Jackie, I bought them as plants from the local Plowshares nursery. They must be available from seed. They were not, however, near any of the plants besieged with PM this year, so no promises. I'm looking forward to our fancy new system.

Dan, thanks. I haven't actually tasted any of the Cherokee Purple yet. . . just looked at 'em. If they're good I think I still have lots of seed. In only three short months it will be tomato-starting time here!

KitsapFG, thanks. It's easy to dig ditches in sand.

Mr. H., I'm so sorry you had fireblight and so glad you caught it. It's nasty stuff. I need to get out and trim again. Sigh.

Michelle said...

Drip is really the only way to go here. I love my inline drip emitters, except for the fact that I can only get them mailorder. I buy 500' at a time.

Powdery mildew appears out of NOWHERE in my garden. So if you have a squash that hasn't been infected by it by this time of year than that baby is resistant in a big way.

How wonderful to have all those beds. I forsee quite a variety of veggies in your future!

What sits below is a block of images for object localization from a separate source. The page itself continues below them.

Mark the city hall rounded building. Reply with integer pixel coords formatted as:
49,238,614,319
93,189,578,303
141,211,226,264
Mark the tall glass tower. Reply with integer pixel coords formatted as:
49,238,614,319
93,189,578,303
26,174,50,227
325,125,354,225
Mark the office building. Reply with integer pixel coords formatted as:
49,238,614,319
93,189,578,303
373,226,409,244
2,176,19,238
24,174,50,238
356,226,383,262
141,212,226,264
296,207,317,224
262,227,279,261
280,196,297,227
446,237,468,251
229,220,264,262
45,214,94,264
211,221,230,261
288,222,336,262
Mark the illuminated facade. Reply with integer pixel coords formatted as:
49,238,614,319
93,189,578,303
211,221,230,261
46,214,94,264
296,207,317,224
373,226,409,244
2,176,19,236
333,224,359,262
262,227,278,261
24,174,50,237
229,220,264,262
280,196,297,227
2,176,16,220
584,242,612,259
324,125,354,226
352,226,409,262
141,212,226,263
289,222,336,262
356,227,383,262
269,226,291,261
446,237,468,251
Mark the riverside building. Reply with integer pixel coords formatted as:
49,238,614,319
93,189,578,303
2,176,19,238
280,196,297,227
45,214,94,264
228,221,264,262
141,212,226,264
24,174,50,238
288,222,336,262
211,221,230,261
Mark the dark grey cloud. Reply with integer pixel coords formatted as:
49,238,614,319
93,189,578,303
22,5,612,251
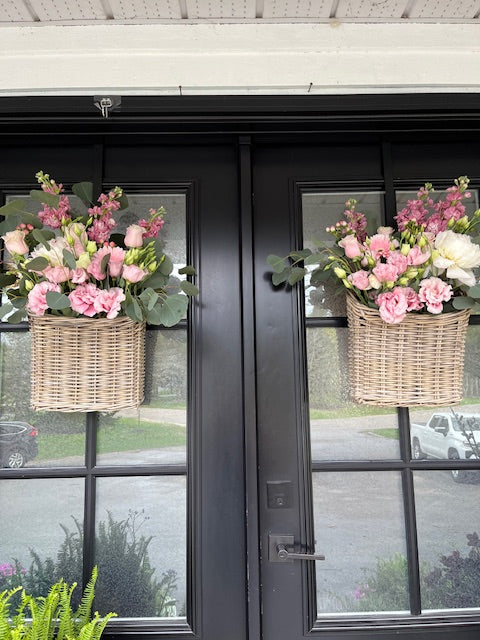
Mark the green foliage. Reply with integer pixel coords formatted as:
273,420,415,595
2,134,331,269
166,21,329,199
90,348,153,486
355,553,410,612
0,568,115,640
17,511,178,618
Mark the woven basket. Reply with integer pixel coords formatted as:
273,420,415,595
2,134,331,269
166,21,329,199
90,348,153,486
29,314,146,412
346,294,470,407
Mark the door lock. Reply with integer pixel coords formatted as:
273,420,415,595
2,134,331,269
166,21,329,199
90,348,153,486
268,534,326,563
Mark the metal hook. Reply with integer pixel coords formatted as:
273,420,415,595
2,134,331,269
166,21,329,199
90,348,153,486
93,96,121,119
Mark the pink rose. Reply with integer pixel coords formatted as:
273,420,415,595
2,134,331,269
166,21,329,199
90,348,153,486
27,281,61,316
3,229,29,255
122,264,149,284
338,235,363,259
347,269,371,291
372,262,399,283
43,265,72,284
68,283,101,317
93,287,126,319
368,234,392,260
418,277,452,314
376,288,409,324
124,224,144,248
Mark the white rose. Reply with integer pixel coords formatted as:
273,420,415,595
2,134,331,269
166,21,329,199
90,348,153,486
433,230,480,287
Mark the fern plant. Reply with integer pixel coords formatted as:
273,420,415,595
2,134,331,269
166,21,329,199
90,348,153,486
0,567,116,640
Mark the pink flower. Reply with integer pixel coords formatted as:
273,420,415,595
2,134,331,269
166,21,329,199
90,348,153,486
68,283,101,317
372,262,399,284
387,251,408,275
122,264,149,284
87,247,110,281
107,247,126,277
368,234,392,260
138,208,166,239
124,224,144,248
93,287,126,319
407,245,431,266
38,194,71,229
339,235,363,259
376,288,409,324
71,268,89,284
403,287,423,311
27,281,60,316
43,265,72,284
87,216,116,244
418,277,452,314
3,229,29,255
347,269,371,290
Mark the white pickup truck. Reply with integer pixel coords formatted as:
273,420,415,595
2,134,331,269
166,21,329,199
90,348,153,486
410,412,480,482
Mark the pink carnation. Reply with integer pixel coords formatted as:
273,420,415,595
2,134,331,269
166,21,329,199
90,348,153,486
376,288,409,324
27,281,61,316
347,269,371,291
372,262,399,284
386,251,408,275
68,283,101,317
403,287,424,312
368,234,392,260
93,287,126,319
418,277,452,314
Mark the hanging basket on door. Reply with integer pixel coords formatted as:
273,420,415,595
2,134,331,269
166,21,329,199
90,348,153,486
30,314,146,412
346,294,470,407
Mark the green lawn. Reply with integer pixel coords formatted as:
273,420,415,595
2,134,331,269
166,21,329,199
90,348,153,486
37,418,186,461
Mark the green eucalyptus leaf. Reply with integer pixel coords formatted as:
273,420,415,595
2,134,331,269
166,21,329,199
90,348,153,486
0,199,27,217
287,267,307,286
267,254,287,274
10,297,26,309
178,265,196,276
117,193,129,210
467,284,480,299
157,294,188,327
158,255,173,276
0,273,17,288
0,303,14,319
29,189,60,208
7,308,26,324
272,269,289,286
72,181,94,205
132,298,144,322
62,249,77,270
180,280,199,296
45,291,71,310
452,296,475,310
26,256,49,272
145,304,163,325
291,248,312,260
0,216,21,235
32,228,56,248
304,252,324,266
100,253,111,273
141,272,169,290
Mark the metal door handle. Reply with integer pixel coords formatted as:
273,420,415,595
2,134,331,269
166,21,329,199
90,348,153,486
268,534,326,563
276,543,325,562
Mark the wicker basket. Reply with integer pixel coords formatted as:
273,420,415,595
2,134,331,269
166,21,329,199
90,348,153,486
346,294,470,407
29,314,146,412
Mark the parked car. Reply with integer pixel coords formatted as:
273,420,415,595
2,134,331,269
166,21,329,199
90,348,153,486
410,413,480,483
0,421,38,468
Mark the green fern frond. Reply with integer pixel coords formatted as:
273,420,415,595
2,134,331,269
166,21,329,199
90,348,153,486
74,568,97,630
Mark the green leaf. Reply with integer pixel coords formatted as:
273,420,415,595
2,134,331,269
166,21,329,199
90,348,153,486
10,297,26,309
452,296,475,310
158,255,173,276
180,280,199,296
45,291,71,310
72,181,94,205
0,216,21,234
272,269,289,286
145,304,163,325
0,303,14,319
0,273,17,288
62,249,77,270
0,199,27,217
178,265,196,276
291,248,312,260
100,253,111,273
157,294,188,327
139,288,159,311
26,256,49,271
7,308,26,324
32,228,55,248
267,254,287,274
141,271,169,290
29,189,60,208
117,193,129,210
304,252,324,266
287,267,307,286
467,284,480,299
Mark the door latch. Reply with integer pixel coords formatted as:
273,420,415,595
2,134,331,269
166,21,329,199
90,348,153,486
268,534,326,563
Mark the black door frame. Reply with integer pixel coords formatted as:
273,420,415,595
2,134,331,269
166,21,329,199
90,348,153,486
1,94,480,640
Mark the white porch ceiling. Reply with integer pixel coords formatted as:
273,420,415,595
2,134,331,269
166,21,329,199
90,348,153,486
1,0,479,25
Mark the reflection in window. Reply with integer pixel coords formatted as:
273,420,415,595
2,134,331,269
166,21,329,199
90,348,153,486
313,472,407,615
307,327,399,461
302,192,384,317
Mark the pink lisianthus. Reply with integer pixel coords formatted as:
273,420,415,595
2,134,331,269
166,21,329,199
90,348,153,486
386,251,408,275
372,262,399,284
122,264,149,284
368,234,392,260
93,287,125,319
107,247,126,277
418,277,453,314
124,224,144,248
407,245,431,266
376,288,409,324
71,268,89,284
27,281,61,316
43,265,72,284
68,283,101,317
347,269,371,290
338,234,363,259
3,229,29,255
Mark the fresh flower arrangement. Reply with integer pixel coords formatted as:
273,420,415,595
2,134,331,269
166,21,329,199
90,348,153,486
269,176,480,324
0,171,198,326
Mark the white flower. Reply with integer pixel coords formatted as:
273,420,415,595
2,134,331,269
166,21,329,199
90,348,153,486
433,230,480,287
30,237,69,267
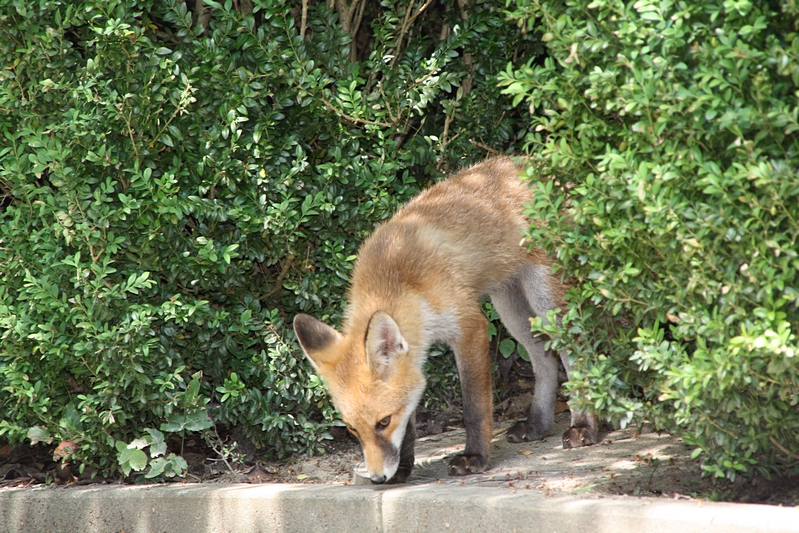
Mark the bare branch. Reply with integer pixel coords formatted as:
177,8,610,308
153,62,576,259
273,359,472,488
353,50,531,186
391,0,434,66
300,0,309,39
194,0,211,32
265,253,296,299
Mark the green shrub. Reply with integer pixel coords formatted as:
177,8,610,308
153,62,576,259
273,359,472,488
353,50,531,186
502,0,799,480
0,0,535,475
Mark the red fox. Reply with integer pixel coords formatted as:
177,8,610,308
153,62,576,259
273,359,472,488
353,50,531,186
293,156,597,484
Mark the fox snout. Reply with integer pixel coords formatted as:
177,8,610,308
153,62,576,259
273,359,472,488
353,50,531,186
366,457,395,484
361,428,402,483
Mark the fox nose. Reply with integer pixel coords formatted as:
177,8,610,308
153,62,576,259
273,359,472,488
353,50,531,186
370,474,387,484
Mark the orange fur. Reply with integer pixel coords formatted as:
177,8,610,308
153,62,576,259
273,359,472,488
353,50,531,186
294,156,594,484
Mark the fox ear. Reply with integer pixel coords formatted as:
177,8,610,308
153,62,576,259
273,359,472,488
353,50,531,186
365,311,409,377
294,314,343,369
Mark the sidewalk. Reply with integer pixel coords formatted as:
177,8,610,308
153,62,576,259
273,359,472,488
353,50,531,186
2,481,798,533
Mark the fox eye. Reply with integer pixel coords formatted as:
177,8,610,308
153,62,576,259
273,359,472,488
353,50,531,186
376,416,391,430
344,423,358,436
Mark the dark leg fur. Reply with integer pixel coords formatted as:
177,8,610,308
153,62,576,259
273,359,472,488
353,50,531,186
562,411,598,448
389,416,416,483
490,273,559,443
448,454,488,475
492,265,598,449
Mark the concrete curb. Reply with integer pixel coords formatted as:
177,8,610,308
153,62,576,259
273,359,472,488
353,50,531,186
2,482,798,533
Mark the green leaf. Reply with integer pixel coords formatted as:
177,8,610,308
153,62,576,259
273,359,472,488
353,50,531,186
499,338,517,358
516,343,530,362
159,416,185,434
180,372,203,409
128,437,150,450
27,426,52,445
127,449,148,472
145,457,166,478
169,455,188,477
146,428,167,457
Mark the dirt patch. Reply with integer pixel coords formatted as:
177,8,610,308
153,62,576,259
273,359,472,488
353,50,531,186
253,414,799,507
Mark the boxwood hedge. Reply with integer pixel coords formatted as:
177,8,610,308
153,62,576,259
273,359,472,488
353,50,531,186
502,0,799,481
0,0,536,476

BTW, the caper berries on my pink flowering capers are starting to ripen, would you like to try some of those seeds?

One more thing, Cherokee Purple has done quite well for me in the past, very productive and tasty, but my all time favorites for flavor are still Aunt Ruby's German Green and Paul Robeson. Just starting to ripen! Hmm, maybe I'll have to try the Cherokees again next year.

Stefaneener said...

Michelle, I know. I have a fantasy of figuring out some perfect, professional irrigation set up -- there's a local woman who has one to die for -- but my brain can only work as far as soak hoses. I think that we can install a general timer at least, and manually control each bed (that's why we put the ball valves at each one).

I hope this plus some soil work, and I'm still working a lot, helps yields. I'm having to think carefully about what I want to do and rotations.

I'd love some pink caper seeds -- thanks!! I'll email you my address.